Adıyaman Üniversitesi Eğitim ve Araştırma Hastanesi Gastroenteroloji Uzmanı Dr. Sezgin Barutçu, Ramazan ayında düşen öğün sayısı nedeniyle psikolojik olarak daha fazla yemek yeme eğilimine girdiğini belirterek, uyarılarda bulundu.
Uzm. Dr. Sezgin Barutçu, normal şartlarda günde 3-4 öğün beslenen insanların Ramazan ayında tutulan oruç ile öğün sayısını 2’ye düşürdüğünü belirtti.Barutçu, "Bu da bireylerin psikolojik olarak iftar ve sahurda daha fazla yemek yeme eğilimine girmesine neden olmaktadır. İftarda tüm gün süren açlık nedeniyle yüksek kalorili ve ağır yiyeceklerin hızlı ve fazla miktarda tüketilmesi hazımsızlık, şişkinlik ve gaz şikayetlerine neden olabilmektedir. Bunun yanında sahurda da bütün gün aç kalma korkusu ile fazla miktarda yemek yendiğinde kilo artışı görülebilmektedir. Bunun için ramazan ayında beslenme çok önem arz etmektedir. Uzun süreli açlıklar metabolizmayı yavaşlatacağı için sahur kesinlikle atlanmamalıdır. İftarda da aşırıya kaçılmayacak şekilde dengeli ve sakin bir şekilde beslenilmelidir" dedi.

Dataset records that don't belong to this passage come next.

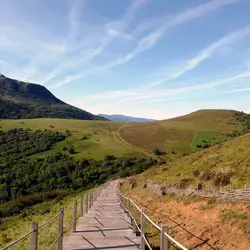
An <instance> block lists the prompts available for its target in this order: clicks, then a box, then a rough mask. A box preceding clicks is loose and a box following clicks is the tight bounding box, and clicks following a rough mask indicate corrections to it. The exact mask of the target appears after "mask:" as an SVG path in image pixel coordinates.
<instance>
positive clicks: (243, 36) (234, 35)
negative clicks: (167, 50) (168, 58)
mask: <svg viewBox="0 0 250 250" xmlns="http://www.w3.org/2000/svg"><path fill="white" fill-rule="evenodd" d="M249 35H250V26H247V27H245V28H243V29H239V30H236V31H234V32H232V33H230V34H229V35H226V36H224V37H223V38H221V39H219V40H218V41H216V42H214V43H212V44H210V45H209V46H208V47H207V48H205V49H203V50H202V51H200V52H199V53H198V54H197V55H196V56H195V57H193V58H191V59H190V60H188V61H187V62H186V63H185V65H184V67H183V66H182V67H181V69H180V70H178V71H177V72H176V73H174V74H173V75H172V76H171V77H170V78H171V79H175V78H178V77H180V76H182V75H184V74H185V73H186V72H188V71H190V70H192V69H194V68H196V67H197V66H199V65H200V64H201V63H202V62H203V61H205V60H207V59H209V58H210V57H212V56H213V55H214V53H215V52H216V51H218V50H219V49H220V48H223V47H224V46H227V45H230V44H233V43H235V42H237V41H240V40H242V39H244V38H246V37H247V36H249Z"/></svg>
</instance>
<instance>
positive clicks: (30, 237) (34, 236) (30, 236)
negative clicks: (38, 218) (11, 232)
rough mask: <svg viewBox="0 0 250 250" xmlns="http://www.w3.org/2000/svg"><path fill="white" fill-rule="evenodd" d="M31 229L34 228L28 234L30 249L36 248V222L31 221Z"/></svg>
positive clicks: (36, 249)
mask: <svg viewBox="0 0 250 250" xmlns="http://www.w3.org/2000/svg"><path fill="white" fill-rule="evenodd" d="M31 230H34V231H33V232H32V233H31V235H30V250H37V249H38V223H37V222H32V224H31Z"/></svg>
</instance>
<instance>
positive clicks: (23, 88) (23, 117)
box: [0, 75, 107, 120]
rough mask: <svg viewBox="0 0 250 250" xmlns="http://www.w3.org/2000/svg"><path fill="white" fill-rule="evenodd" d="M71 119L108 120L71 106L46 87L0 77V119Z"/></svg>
mask: <svg viewBox="0 0 250 250" xmlns="http://www.w3.org/2000/svg"><path fill="white" fill-rule="evenodd" d="M31 118H69V119H79V120H107V119H106V118H104V117H100V116H97V115H93V114H91V113H89V112H87V111H85V110H81V109H79V108H76V107H74V106H71V105H69V104H67V103H65V102H63V101H61V100H60V99H59V98H57V97H55V96H54V95H53V94H52V93H51V92H50V91H49V90H48V89H47V88H46V87H44V86H42V85H39V84H35V83H27V82H22V81H18V80H14V79H11V78H8V77H6V76H4V75H1V76H0V119H31Z"/></svg>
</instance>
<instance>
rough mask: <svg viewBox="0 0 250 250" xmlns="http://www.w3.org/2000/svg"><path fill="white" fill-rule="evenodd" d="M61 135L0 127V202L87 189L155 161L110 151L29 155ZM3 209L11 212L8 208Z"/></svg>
mask: <svg viewBox="0 0 250 250" xmlns="http://www.w3.org/2000/svg"><path fill="white" fill-rule="evenodd" d="M65 138H66V136H65V135H63V134H62V133H59V132H55V133H54V132H51V131H35V132H31V131H29V130H23V129H13V130H9V131H7V132H3V131H1V132H0V203H2V204H3V203H5V202H9V201H12V202H13V201H15V200H16V199H20V198H21V197H24V196H27V195H35V194H38V193H44V192H51V191H55V190H59V189H60V190H65V189H68V190H77V189H88V188H91V187H93V186H95V185H99V184H102V183H104V182H106V181H107V180H109V179H110V178H116V177H127V176H129V175H133V174H138V173H140V172H142V171H144V170H146V169H147V168H149V167H150V166H152V165H153V164H155V163H156V161H155V160H154V159H151V158H149V159H145V158H131V157H120V158H117V157H115V156H112V155H107V156H106V157H105V158H104V159H103V160H102V161H97V160H93V159H81V160H76V159H75V158H73V157H72V155H70V154H69V153H65V152H57V153H51V154H48V155H46V156H45V157H35V156H32V157H29V156H31V155H34V154H36V153H39V152H43V151H46V150H48V149H50V148H51V147H52V146H53V144H55V143H56V142H59V141H61V140H64V139H65ZM1 206H3V205H0V215H1V211H2V210H1ZM5 212H6V213H7V214H11V211H9V210H8V209H7V210H6V209H5ZM2 213H3V211H2ZM2 215H4V214H2Z"/></svg>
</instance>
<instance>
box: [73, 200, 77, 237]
mask: <svg viewBox="0 0 250 250" xmlns="http://www.w3.org/2000/svg"><path fill="white" fill-rule="evenodd" d="M76 220H77V201H75V202H74V209H73V225H72V232H73V233H75V232H76Z"/></svg>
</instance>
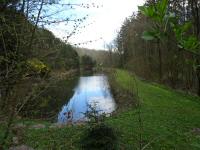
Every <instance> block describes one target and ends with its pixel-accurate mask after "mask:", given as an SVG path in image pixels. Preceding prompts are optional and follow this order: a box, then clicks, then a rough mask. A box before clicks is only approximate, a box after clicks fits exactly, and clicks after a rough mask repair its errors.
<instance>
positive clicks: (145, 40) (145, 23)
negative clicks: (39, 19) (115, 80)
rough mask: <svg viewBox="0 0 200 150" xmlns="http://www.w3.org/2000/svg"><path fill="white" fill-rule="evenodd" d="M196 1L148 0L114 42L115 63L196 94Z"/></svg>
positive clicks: (197, 43)
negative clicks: (115, 52) (115, 49)
mask: <svg viewBox="0 0 200 150" xmlns="http://www.w3.org/2000/svg"><path fill="white" fill-rule="evenodd" d="M199 5H200V1H198V0H176V1H174V0H170V1H169V3H168V2H167V0H163V1H159V0H158V1H156V0H148V1H147V2H146V3H145V5H144V6H142V7H139V8H140V11H139V12H138V13H133V15H132V16H131V17H129V18H127V19H126V20H125V21H124V23H123V25H122V27H121V29H120V31H119V33H118V37H117V38H116V40H115V41H114V45H115V46H116V47H117V49H116V52H117V53H118V55H119V57H120V62H119V64H118V65H119V66H121V67H125V68H127V69H129V70H132V71H134V72H135V73H136V74H138V75H139V76H141V77H143V78H145V79H147V80H151V81H158V82H161V83H164V84H167V85H169V86H171V87H173V88H178V89H182V90H185V91H187V92H193V93H197V94H198V95H200V68H199V60H200V42H199V39H200V8H199Z"/></svg>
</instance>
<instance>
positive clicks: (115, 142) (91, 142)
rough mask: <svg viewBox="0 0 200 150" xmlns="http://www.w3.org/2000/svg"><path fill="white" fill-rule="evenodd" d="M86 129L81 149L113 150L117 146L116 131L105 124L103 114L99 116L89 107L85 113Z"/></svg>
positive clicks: (104, 115)
mask: <svg viewBox="0 0 200 150" xmlns="http://www.w3.org/2000/svg"><path fill="white" fill-rule="evenodd" d="M85 115H86V117H88V120H89V121H88V126H87V127H88V128H87V130H86V131H85V135H84V136H83V138H82V141H81V144H82V149H85V150H115V149H117V146H118V139H117V133H116V131H115V130H114V129H113V128H112V127H110V126H108V125H106V124H105V114H101V115H100V114H99V113H98V111H96V110H95V108H94V107H93V108H92V107H91V106H90V111H88V112H86V114H85Z"/></svg>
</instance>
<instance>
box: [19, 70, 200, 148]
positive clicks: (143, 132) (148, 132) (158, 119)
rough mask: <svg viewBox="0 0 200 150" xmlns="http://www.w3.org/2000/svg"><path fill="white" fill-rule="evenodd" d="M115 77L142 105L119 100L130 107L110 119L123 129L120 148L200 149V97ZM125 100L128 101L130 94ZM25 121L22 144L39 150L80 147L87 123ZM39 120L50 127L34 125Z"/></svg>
mask: <svg viewBox="0 0 200 150" xmlns="http://www.w3.org/2000/svg"><path fill="white" fill-rule="evenodd" d="M112 79H113V80H114V81H115V85H114V86H116V87H118V89H121V90H125V91H128V92H129V93H133V99H132V100H133V101H136V97H137V94H138V99H137V101H139V102H140V105H139V106H140V107H139V106H136V105H130V106H128V107H126V106H127V105H125V106H124V105H121V104H120V103H122V102H120V103H118V104H119V105H118V107H121V106H122V107H126V109H123V111H119V112H118V113H117V114H116V115H114V116H112V117H110V118H107V120H106V122H107V123H108V124H109V125H110V126H112V127H113V128H115V129H117V130H118V131H119V132H118V134H119V142H120V147H121V148H120V149H125V150H126V149H127V150H132V149H139V147H141V148H145V147H146V149H152V150H156V149H159V150H160V149H163V150H165V149H166V150H171V149H178V150H196V149H200V119H199V116H200V98H198V97H195V96H191V95H186V94H184V93H180V92H176V91H174V90H171V89H168V88H166V87H163V86H161V85H157V84H154V83H148V82H145V81H141V80H139V79H138V78H135V77H134V76H133V75H131V74H130V73H129V72H127V71H123V70H116V72H115V74H113V77H112ZM111 84H112V83H111ZM123 100H124V103H126V101H127V99H126V96H125V97H124V99H123ZM129 101H130V99H129ZM133 103H134V104H135V102H133ZM139 116H141V121H140V117H139ZM24 123H25V124H27V127H26V128H24V129H22V131H23V132H20V133H21V135H19V136H20V143H23V144H27V145H29V146H31V147H33V148H35V149H39V150H40V149H70V150H71V149H80V139H81V137H82V134H84V132H83V131H84V130H85V126H66V127H64V128H51V125H52V124H51V123H48V122H40V121H34V120H32V121H24ZM38 123H40V124H45V125H46V127H45V128H43V129H33V128H30V126H32V125H34V124H38ZM15 136H16V135H15Z"/></svg>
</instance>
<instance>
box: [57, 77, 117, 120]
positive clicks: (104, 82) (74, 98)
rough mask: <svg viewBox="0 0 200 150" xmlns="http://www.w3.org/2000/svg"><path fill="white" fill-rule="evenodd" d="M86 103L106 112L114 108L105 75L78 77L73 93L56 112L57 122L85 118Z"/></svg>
mask: <svg viewBox="0 0 200 150" xmlns="http://www.w3.org/2000/svg"><path fill="white" fill-rule="evenodd" d="M88 105H91V106H94V105H96V109H97V110H98V111H100V112H101V113H106V114H109V113H111V112H113V111H114V110H115V107H116V106H115V102H114V100H113V97H112V95H111V93H110V90H109V84H108V80H107V77H106V76H104V75H99V76H89V77H80V80H79V83H78V86H77V87H76V88H75V91H74V95H73V96H72V98H71V99H70V101H69V103H68V104H67V105H64V106H63V108H62V110H61V112H60V113H59V114H58V122H59V123H67V122H79V121H84V120H85V119H86V118H85V117H84V114H83V113H85V112H86V111H87V110H88Z"/></svg>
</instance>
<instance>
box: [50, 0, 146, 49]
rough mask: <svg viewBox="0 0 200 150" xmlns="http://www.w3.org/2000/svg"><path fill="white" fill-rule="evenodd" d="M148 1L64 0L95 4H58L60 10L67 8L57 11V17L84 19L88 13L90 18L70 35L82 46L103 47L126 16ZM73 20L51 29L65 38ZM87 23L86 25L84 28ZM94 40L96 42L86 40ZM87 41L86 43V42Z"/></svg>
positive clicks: (69, 41) (57, 35) (61, 2)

Barutçu, iftarda ve sahurda mutlaka beslenmenin temel ögeleri olan süt, süt ürünleri, et, yumurta, kuru baklagiller, sebze, meyve ve tahılların dengeli bir şekilde tüketilmesi gerektiğini dile getirerek, "Mide şikayetleri ve reflüsü olan hastaların ağır hamur tatlılarından, aşırı çay ve kahve tüketiminden, yağlı yiyeceklerden uzak durması gerekmektedir. İftarda bütün gün aç kalındığı için sofrada hızlı bir şekilde yemek yendiğinden bu durum hazımsızlık, şişkinlik ve aşırı gaz oluşumuna neden olmaktadır. Gün içerisindeki sıvı kaybını da göz önünde bulundurduğumuzda iftarda mutlaka önce bir bardak ılık su yavaş bir şekilde içilmelidir. Ardından hafif bir çorba içtikten sonra tekrar bir miktar ılık su yavaş yavaş içilerek öncelikle sıvı açığı yerine konmalıdır. Çorbanın ardından ana yemeğe geçilmeden önce mutlaka mide 10-15 dakika dinlendirilmelidir. Yavaş yemeye özen gösterilip yemekler iyice çiğnenmelidir. Özellikle iftarda hızlı bir şekilde soğuk su içmek ve hızlı yemek yenilmesi hava yutulmasına neden olacağından şişkinlik ve hazımsızlık şikayetlerinin artmasına neden olmaktadır. Su tüketimi de sahura kadar düzenli bir şekilde olmalıdır. Şerbetli tatlılar yerine sütlü tatlılar tercih edilmelidir. Yağlı besinlerden, börek gibi hamur işi gıdalardan uzak durulmalıdır. Özellikle reflü şikayeti olan hastalar sahuru kesinlikle atlamamalı, sahurda da hemen yemek yiyip yatmamalı, yatma saatinden en az bir saat önce yemeğini bitirmiş olmalıdır. Ayrıca iftardan sahura kadar geçen süre içerisinde aşırı çay, kahve tüketiminden, hamur işi ve ağır tatlı gıdalardan kaçınılmalı. Sahurda yağdan zengin gıdalar yerine proteinden zengin gıdaların tüketilmesi reflü şikayetlerini azaltabilir. Hafif mide ve reflü şikayeti olanların oruç tutmasında herhangi bir sakınca yokken ciddi reflü şikayeti olanlar mide ya da bağırsakların ağır iltihabi bir hastalığı olanlar, aktif ülser hastalığı ya da karaciğerle ilgili önemli bir hastalığı bulunanlar oruç tutmaktan kaçınılmalıdır” diye konuştu.